Peki, bunlar neyi işaret ediyor?
Orta sınıfın yitip gittiğini mi?
Ya da çocukluğumuzdan bu yana kurduğumuz hayallerin bittiğini mi?
Peki, PARA nedir?
Bir litre sütün ederi mi?
Bir emeğin karşılığı mı?
Elle tutulur bir şey mi?
Mutluluğun teminatı, gönül rahatlığı mı?
Yoksa bir ölçü birimi mi PARA?
Ömrümüz boyunca, elimize geçen paranın, ülkede kimin başkan olduğuyla, ekonomiyle, hayal kırıklıklarıyla, kötü şansla, patronlarla, seçimlerle hiç ilgisi yoktur.

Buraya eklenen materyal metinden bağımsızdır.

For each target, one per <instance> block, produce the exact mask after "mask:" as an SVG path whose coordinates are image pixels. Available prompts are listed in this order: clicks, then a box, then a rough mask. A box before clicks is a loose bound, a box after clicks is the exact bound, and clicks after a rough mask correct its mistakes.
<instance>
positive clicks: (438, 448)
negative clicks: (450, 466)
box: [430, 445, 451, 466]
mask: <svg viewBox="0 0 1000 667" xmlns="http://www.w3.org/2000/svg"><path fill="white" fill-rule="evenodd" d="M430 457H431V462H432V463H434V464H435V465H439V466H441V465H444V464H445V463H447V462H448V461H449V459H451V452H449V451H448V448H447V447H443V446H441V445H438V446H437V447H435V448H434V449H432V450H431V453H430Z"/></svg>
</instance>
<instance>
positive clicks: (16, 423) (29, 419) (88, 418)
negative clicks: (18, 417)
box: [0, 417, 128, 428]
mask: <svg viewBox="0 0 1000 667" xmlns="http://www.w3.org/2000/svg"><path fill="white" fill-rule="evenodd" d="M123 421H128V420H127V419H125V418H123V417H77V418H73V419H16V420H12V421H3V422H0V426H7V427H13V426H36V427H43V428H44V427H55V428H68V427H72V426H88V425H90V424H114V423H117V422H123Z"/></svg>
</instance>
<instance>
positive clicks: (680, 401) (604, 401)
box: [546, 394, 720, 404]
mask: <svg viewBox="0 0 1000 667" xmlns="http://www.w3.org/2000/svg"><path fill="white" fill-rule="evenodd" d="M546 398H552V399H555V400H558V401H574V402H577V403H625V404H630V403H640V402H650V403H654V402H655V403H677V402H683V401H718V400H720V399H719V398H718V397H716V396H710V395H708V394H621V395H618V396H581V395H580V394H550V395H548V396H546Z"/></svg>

Bir ülkenin ve o ülkede yaşayanların iş ahlâkı ile ilgisi vardır.
Bizi dünyanın en iyi insanı ve en iyi ülkesi yapacak olan iyi ahlakla ilgilidir.
Kitlelere dikte edilen iyi anne-baba olma kurallarına karşı gelmekle ilgilidir.
Çünkü neyi bilip, bilmeyeceğimize birileri karar veriyor.
Ve bu sıkça değişen eğitim sistemi içinde öyle kolay ki...
Öz kaynaklarımızı yağmalamak isteyenler, geçmişe yerleştirdikleri kin tohumları ile sizleri, savaştırabilecek örgütlenmeye zaten sahipler.
Bu örgütlenmenin aktif olabilmesi için, tek bir şeye ihtiyaçları var.
Düşünmeden davranmakta emir eri olmuş, yönetimine girdikleri kişilerin tek bir lafına bakıp, analiz etmeden hareket etmeye hazır insanlara.
Gittiğiniz okullar, sizin iyi ahlaklı bir insan olmanıza yetmeyecektir.
Deliler gibi kitap okuyun.
Okudukça güçlenin.
Sorun, sorgulayın.
Araştırın.
Okullar düşünenler yaratmalı, ezberciler değil.
Gün gelir,maça, sinemaya, tiyatroya gitmekten, hobileriniz den vazgeçebilirsiniz.
Her şeyden vazgeçip, ailenin geleceğine yatırım yapmayı seçebilirsiniz
Yaşadığımız, yaşamayı seçtiğimiz her şey biziz.
Seçimlerimiz…
Biz,girmeyi seçtiğimiz kapı, yürümeyi seçtiğimiz yolduk.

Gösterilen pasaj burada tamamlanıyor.